Sunday, February 23, 2020

A fun way to learn astronomy basics

The Manga Guide to the Universe (No Starch Press, 2011)
Authors: Kenji Ishikawa, Kiyoshi Kawabata, and Yutaka Hiiragi
Rating: Nine of Ten Stars

When a high school drama club is at risk of being disbanded, its members decide to stage a dramatic adaptation of a Japanese legend about a maiden who came to Earth from the Moon. This leads them to explore the science of celestial objects, space, and the physical universe as a whole (with some detours into folklore from around the world and multiversal theories).


"The Manga Guide to the Universe" is a fun and breezy way to learn the basics about astronomy while enjoying some light-hearted jokes about nerds, theater geeks, fan culture, and Japanese society along the way. The book is divided between comic book (manga) and pages of text. The comics portion follows the goofy high-schoolers and the science experts they consult about the mechanics of the solar system and the universe, while the text pages that go into the scholarly and scientific underpinnings of what they're told. Both the comic book portions and the text portions are clear and straight-forward in how they present the story and information, and they are further augmented with diagrams when needed. (I also really appreciate the fact that these books aren't tainted by the lazy translations that have been the norm for the past 15-20 years in the Japanese comics imports--the comics read left-to-right, front to back, as they should in a book presented in English.)

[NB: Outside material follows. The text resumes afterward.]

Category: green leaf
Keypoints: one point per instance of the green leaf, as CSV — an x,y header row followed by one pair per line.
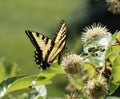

I  was given "The Manga Guide to the Universe" as a Christmas present, and I enjoyed it so much that I've gone ahead and ordered "The Manga Guide to Relativity" in hopes that I will finally have some of that information presented in a way that I can wrap my simple, BA-degrees holding mind around. I will let you all know if the Manga Guide crew was successful in edumacating me when the time comes!